Generate Pseudoreference Documentation

Generate-Pseudoreference Pipeline (--workflow generate_pseudoreference)

•   Step 1: Convert VCF to VCI (chain file equivalent)  
•   Step 2: Path SNPs into reference  
•   Step 3: Transform InDELs into patched reference  
•   Step 4: Convert the reference GTF to strain specific GTF  
•   Step 5: Convert strain specific GTF to database format  
•   Step 6a: Extract sequence from strain specific genes in fasta format
•   Step 6b: Extract sequence from strain specific transcripts in fasta format
•   Step 6c: Extract sequence from strain specific exons in fasta format   

Generate Pseduoreference Flowchart

flowchart TD
    p00((Base\nGenome\nGTF))
    p000((Base\nGenome))
    p0000((Strain Specific\nSNPs\nand InDELs))
    p0[FILTER_GTF]

    p1[G2GTOOLS_VCF2VCI]

    p2[G2GTOOLS_PATCH]

    p3[G2GTOOLS_TRANSFORM]
    p4[SAMTOOLS_FAIDX_G2GTOOLS]

    p5[G2GTOOLS_CONVERT]

    p6[APPEND_DROPPED_CHROMS]
    p7[G2GTOOLS_GTF2DB]

    p8[G2GTOOLS_EXTRACT_GENES]

    p9[G2GTOOLS_EXTRACT_TRANSCRIPTS]

    p10[G2GTOOLS_EXTRACT_EXONS]

    p11[SAMTOOLS_FAIDX]

    o1([Filtered GTF]):::output
    o2([SNP/InDEL Patched and Transformed FASTA]):::output
    o3([FASTA index]):::output
    o4([Strain Specific GTF]):::output
    o5([Strain Specific Exons]):::output
    o6([Strain Specific Transcripts]):::output
    o7([Strain Specific Genes]):::output
    o8([Base Genome Index]):::output

    p00 --> p0
    p0 --> o1
    p0 --> p1
    p000 --> p2
    p0000 --> p1
    p1 --> p2
    p2 --> p3
    p3 --> o2
    p3 --> p4
    p4 --> o3
    p3 --> p5
    p5 --> |Default:\nThough Optional| p6
    p6 --> o4
    p5 -..-> |If Append Not Used| o4
    o4 --> p7
    p7 --> p8
    p7 --> p9
    p7 --> p10

    p8 --> o7
    p9 --> o6
    p10 --> o5

    p11 --> o8

    
    classDef output fill:#90aaff,stroke:#6c8eff,stroke-width:2px,color:#000000
Loading

Parameters for Generate-Pseudoreference Pipeline

  • --pubdir

    • Default: /<PATH>
    • Comment: The directory that the saved outputs will be stored.
  • -w

    • Default: /<PATH>
    • Comment: The directory that all intermediary files and nextflow processes utilize.

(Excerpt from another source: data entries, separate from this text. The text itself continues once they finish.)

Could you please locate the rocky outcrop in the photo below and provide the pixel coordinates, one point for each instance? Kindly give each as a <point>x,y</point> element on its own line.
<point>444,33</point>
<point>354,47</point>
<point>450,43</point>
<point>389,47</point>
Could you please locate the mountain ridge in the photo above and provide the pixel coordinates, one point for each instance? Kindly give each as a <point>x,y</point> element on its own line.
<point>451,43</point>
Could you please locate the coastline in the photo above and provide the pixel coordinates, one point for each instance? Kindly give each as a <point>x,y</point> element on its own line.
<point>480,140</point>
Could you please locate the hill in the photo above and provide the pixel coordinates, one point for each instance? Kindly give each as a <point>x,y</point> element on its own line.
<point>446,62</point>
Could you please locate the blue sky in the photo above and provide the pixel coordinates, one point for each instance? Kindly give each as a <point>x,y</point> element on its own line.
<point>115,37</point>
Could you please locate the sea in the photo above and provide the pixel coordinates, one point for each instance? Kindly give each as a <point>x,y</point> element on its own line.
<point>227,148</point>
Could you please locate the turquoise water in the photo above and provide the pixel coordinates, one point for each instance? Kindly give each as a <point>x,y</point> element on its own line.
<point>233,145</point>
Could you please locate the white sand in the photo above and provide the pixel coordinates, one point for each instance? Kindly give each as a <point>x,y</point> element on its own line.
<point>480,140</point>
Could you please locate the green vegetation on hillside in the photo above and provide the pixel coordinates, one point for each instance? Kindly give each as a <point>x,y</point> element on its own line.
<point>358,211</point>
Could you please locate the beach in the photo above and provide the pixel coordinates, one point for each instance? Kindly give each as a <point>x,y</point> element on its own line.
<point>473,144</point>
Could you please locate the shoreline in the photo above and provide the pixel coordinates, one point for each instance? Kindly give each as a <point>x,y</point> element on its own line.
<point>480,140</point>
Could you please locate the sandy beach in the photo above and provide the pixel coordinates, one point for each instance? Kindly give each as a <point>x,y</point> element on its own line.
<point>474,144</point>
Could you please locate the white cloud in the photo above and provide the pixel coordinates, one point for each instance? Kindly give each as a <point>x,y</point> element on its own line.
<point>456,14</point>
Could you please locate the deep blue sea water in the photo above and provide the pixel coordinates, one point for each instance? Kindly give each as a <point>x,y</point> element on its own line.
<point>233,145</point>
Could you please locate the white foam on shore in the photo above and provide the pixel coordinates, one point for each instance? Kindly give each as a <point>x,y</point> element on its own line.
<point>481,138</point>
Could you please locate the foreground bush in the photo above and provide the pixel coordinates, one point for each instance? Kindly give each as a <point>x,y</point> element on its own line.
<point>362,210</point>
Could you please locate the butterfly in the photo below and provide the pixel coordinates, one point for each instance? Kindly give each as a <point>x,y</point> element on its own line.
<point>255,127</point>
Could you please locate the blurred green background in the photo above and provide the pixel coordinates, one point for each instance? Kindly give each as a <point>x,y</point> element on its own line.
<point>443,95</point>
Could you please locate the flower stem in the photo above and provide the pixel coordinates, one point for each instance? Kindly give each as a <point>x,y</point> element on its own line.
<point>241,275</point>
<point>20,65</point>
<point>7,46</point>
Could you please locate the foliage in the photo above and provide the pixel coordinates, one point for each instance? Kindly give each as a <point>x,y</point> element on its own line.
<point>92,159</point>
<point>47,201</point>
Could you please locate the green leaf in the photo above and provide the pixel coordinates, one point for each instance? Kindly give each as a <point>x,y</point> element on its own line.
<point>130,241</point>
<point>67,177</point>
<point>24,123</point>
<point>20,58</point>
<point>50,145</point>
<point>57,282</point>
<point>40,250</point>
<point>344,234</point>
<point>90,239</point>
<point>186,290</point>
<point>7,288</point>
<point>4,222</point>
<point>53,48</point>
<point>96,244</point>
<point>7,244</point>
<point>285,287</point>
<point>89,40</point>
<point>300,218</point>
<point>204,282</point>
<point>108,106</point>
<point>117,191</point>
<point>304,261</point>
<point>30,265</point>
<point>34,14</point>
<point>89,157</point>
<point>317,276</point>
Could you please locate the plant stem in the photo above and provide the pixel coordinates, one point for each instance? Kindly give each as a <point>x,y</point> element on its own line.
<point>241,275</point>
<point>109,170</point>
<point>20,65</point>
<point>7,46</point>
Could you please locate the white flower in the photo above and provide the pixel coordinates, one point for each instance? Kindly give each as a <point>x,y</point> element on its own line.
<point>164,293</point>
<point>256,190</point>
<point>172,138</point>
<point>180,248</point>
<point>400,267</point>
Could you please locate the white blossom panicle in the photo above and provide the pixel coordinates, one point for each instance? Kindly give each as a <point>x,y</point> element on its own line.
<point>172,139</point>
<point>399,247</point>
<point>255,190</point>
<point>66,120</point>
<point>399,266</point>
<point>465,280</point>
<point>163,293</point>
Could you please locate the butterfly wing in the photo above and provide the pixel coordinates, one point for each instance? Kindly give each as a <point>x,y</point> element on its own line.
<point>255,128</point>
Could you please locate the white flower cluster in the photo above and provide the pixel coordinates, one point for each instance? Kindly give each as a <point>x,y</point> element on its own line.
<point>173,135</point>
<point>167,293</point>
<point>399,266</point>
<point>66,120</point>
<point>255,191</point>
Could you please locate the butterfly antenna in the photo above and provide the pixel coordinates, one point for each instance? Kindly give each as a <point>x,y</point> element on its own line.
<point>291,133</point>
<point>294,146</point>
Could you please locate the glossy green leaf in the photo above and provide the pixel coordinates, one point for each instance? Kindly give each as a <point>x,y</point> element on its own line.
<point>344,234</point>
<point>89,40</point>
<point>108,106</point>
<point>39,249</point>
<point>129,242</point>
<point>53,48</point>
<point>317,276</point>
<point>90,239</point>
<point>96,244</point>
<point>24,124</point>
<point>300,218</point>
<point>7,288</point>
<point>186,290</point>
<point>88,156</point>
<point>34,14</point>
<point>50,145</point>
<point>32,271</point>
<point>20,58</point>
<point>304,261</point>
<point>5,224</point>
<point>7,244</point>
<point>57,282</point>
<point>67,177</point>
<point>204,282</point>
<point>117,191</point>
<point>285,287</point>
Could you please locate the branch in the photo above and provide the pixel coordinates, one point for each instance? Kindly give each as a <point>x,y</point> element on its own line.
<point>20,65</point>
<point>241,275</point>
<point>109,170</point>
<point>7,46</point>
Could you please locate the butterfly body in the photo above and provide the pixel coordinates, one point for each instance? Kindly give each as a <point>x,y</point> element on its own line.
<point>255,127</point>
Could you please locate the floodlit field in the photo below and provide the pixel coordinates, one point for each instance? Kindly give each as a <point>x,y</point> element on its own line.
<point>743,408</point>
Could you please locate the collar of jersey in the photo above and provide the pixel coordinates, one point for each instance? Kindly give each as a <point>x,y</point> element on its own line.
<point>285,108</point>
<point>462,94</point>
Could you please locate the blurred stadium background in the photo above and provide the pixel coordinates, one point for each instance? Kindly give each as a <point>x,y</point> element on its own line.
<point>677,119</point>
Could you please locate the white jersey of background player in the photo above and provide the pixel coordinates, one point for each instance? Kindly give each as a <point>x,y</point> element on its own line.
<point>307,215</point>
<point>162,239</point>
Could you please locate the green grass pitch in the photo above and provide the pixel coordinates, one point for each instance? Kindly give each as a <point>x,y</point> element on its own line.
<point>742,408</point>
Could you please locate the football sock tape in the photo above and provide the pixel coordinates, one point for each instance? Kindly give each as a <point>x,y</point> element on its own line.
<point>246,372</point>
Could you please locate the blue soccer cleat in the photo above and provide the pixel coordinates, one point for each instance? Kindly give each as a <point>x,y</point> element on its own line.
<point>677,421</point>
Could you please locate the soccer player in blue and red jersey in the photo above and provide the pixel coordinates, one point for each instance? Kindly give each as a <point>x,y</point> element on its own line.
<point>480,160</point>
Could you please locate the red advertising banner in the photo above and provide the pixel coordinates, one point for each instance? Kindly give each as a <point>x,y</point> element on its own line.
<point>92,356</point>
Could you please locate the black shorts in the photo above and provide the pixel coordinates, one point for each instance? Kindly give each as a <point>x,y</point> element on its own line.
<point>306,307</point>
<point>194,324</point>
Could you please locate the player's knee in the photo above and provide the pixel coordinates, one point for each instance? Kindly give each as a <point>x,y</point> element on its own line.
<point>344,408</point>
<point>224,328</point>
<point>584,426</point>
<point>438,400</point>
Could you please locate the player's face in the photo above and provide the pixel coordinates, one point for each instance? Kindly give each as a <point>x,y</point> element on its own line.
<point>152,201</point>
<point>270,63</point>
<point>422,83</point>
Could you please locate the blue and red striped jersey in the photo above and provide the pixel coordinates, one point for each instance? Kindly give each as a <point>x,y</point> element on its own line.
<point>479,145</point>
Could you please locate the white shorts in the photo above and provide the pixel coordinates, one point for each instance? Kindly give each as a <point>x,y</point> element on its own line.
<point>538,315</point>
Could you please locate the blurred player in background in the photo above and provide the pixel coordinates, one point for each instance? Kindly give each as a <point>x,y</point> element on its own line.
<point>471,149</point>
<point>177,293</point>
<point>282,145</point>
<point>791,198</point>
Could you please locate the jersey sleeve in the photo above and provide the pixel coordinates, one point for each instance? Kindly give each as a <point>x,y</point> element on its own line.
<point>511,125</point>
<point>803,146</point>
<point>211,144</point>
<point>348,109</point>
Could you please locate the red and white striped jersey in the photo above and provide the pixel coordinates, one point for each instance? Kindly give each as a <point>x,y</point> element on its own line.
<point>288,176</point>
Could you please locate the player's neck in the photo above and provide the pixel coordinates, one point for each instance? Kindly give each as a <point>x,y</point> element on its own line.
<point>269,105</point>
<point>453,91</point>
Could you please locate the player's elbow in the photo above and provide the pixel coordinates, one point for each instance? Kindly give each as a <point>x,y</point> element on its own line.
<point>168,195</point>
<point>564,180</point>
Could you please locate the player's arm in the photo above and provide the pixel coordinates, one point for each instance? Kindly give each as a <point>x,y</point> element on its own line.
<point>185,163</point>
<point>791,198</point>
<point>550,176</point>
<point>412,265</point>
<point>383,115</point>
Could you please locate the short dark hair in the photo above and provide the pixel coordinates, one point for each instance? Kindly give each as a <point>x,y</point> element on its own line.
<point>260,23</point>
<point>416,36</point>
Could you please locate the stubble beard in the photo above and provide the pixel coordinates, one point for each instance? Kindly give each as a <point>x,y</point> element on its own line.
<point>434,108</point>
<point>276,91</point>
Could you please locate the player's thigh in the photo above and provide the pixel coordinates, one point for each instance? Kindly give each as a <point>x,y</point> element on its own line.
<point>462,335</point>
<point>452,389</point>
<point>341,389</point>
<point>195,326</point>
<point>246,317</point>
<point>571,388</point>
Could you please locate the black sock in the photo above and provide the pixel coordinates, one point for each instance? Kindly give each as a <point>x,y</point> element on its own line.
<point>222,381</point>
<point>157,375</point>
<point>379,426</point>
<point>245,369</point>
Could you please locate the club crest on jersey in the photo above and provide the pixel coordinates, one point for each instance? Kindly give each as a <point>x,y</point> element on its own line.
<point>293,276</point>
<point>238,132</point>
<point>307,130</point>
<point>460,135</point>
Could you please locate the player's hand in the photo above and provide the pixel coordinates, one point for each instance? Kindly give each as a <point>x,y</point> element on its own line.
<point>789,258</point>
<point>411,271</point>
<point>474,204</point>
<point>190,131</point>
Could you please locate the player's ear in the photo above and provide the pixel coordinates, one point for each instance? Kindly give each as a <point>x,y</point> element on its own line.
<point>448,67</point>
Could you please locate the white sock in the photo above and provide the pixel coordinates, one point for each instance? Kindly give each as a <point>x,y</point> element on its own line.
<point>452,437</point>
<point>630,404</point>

This directory can become quite large. This should be a location on /fastscratch or other directory with ample storage.
  • --snp_vcf

    • Default: /projects/compsci/omics_share/mouse/GRCm39/genome/annotation/snps_indels/rel_2112_v8/mgp_REL2021_snps.vcf.gz
    • Comment: VCF containing only SNPs for patching into primary reference fasta.
  • --indel_vcf

    • Default: /projects/compsci/omics_share/mouse/GRCm39/genome/annotation/snps_indels/rel_2112_v8/mgp_REL2021_indels.vcf.gz
    • Comment: VCF containing only InDELs for transforming into primary reference fasta.
  • --primary_reference_fasta

    • Default: /projects/compsci/omics_share/mouse/GRCm39/genome/sequence/ensembl/v105/Mus_musculus.GRCm39.dna.primary_assembly.fa
    • Comment: The primary reference fasta file, where patched SNPs and transformed InDELs are applied.
  • --primary_reference_gtf

    • Default: /projects/compsci/omics_share/mouse/GRCm39/transcriptome/annotation/ensembl/v105/Mus_musculus.GRCm39.105.gtf
    • Comment: The primary reference gtf file, used to patch and transform gene/transcripts/exons.
  • --strain

    • Default: 129S1_SvImJ,A_J,CAST_EiJ,NOD_ShiLtJ,NZO_HlLtJ,PWK_PhJ,WSB_EiJ
    • Comment: A comma delimited string of strains/haplotypes. (e.g., 'A_J,CAST_EiJ,...')
  • --genome_version

    • Default: 39
    • Comment: A genome ID string (e.g., 39)
  • --gtf_biotype_include

    • Default: protein_coding,lncRNA,IG_C_gene,IG_D_gene,IG_J_gene,IG_LV_gene,IG_V_gene,TR_C_gene,TR_D_gene,TR_J_gene,TR_V_gene
    • Comment: A comma delimited list of terms to include from the full GTF. All other biotype terms will be excluded.
  • --append_chromosomes

    • Default: true
    • Add back any full chromosomes that are dropped due to lack of variants in the SNP or InDEL file.
      Example: No variants called on chrM, but chrM should be present in the GTF file for downstream EMASE/GBRS use.
      With no variants present, in the G2Gtools convert step, chrM would be dropped into the 'unmapped' file.
      If append_chromosomes == true, then all fully missing chromosomes will be added back to the GTF in the
      convert step. The appended annotations in the GTF will be in the source genome coordinates,
      as no SNPs/InDELs were present.
  • --diploid

    • Default: false
    • Comment: Create diploid VCI file
  • --keep_fails

    • Default: false
    • Comment: Keep track of VCF lines that could not be converted to VCI file
  • --pass_only

    • Default: false
    • Comment: Use only VCF lines that have a PASS for the filter value
  • --quality_filter

    • Default: NULL
    • Comment: Filter on quality, (e.g., 'FI=PASS')
  • --region

    • Default: NULL
    • Comment: A region used in extraction in the following format:seqid:start-end. If using this option, the bed option can not be used.
  • --bed

    • Default: NULL
    • Comment: A BED file with regions for extraction. This option cannot be used with the region flag.

Pipeline Default Outputs

NOTE: * Represents a wild card that is a placeholder for values that will be filled by input file names and/or parameters when the pipeline is run.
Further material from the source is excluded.